Письмо Кати огорчило Марину, она перечитывала его и потихоньку от всех плакала. Чаще всего получались письма от Лины. После низких поклонов Лина сообщила, что Иван Иванович поступил на железную дорогу и мечтает выучиться на машиниста, а насчет Никича Лина в каждом письме повторяла одно и то же:
«…Не трогайте вы с места старика, за ним здесь хороший уход, а у вас ходить за ним некому, намучаетесь вы с ним…»
Письма Лины только подстегивали Арсеньевых.
— Ax, боже мой! Надо же скорей его брать, что это Лина выдумывает! — волновалась Марина.

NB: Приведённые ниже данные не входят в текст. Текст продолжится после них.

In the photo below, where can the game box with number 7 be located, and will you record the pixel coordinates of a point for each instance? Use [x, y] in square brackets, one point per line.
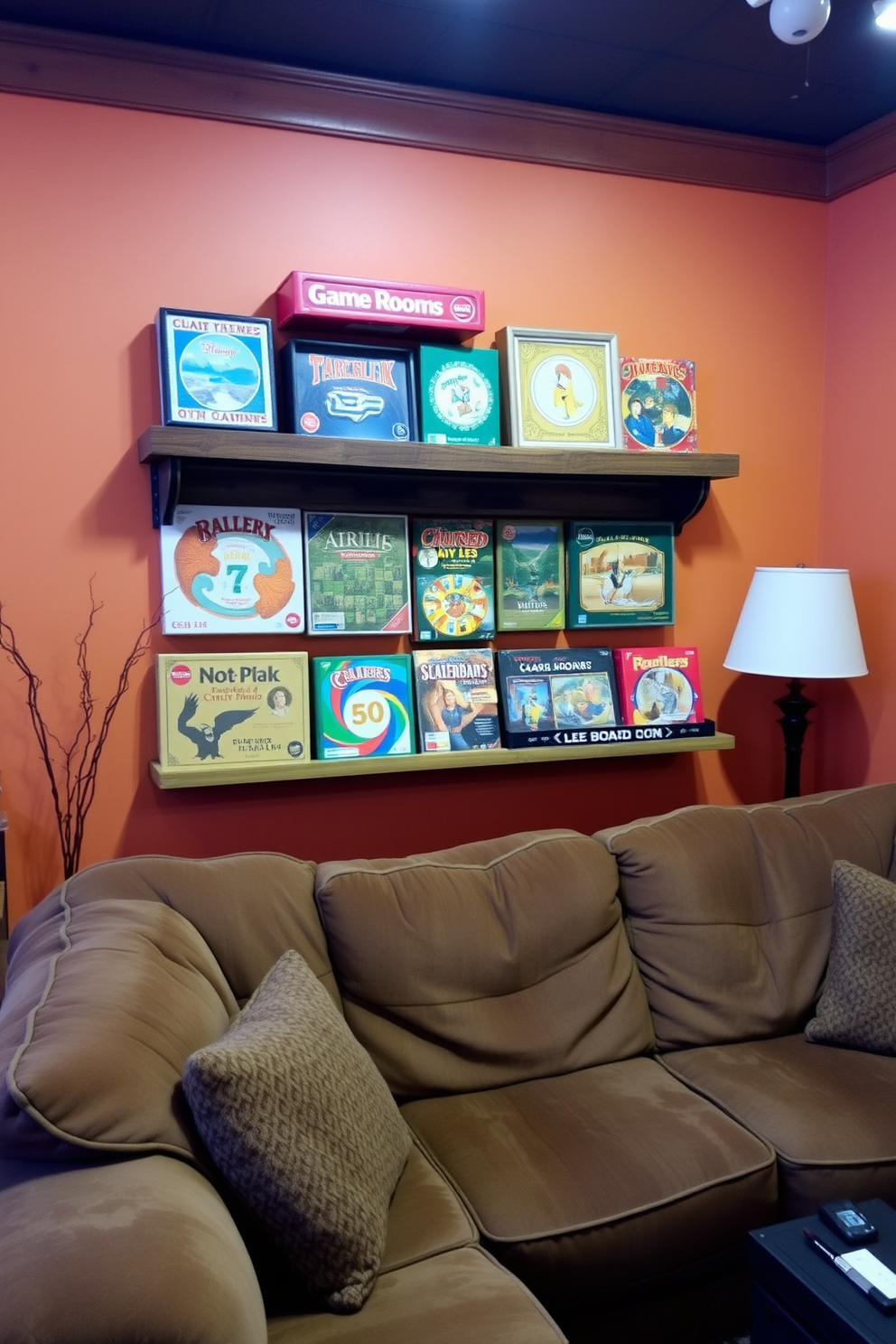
[363, 707]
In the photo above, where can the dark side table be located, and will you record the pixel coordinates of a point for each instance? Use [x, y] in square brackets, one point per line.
[799, 1299]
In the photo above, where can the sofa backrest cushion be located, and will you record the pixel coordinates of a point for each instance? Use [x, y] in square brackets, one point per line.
[248, 908]
[102, 1011]
[484, 966]
[728, 908]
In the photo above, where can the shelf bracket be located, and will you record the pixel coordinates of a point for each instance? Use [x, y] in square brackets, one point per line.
[165, 490]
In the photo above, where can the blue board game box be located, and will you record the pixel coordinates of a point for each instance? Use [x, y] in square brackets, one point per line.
[348, 391]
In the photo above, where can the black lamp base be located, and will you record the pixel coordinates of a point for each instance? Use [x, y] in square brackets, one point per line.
[794, 710]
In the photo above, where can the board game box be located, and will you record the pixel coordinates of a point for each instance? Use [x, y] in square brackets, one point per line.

Никичу давно уже были посланы письма, в которых Марина и дети настойчиво звали его к себе, но в последнее время Никич тоже молчал.
Все это очень угнетало Марину, она осунулась, побледнела и по вечерам, опустив на руку голову и помешивая ложечкой чай, грустно задумывалась.
— Я еще никогда не видела маму такой… — с тревогой говорила сестрам Мышка.
— А вы поменьше жалуйтесь, что вам жарко и душно, все равно мама ничем не может помочь! Особенно ты, Динка! — возмущенно говорила Алина.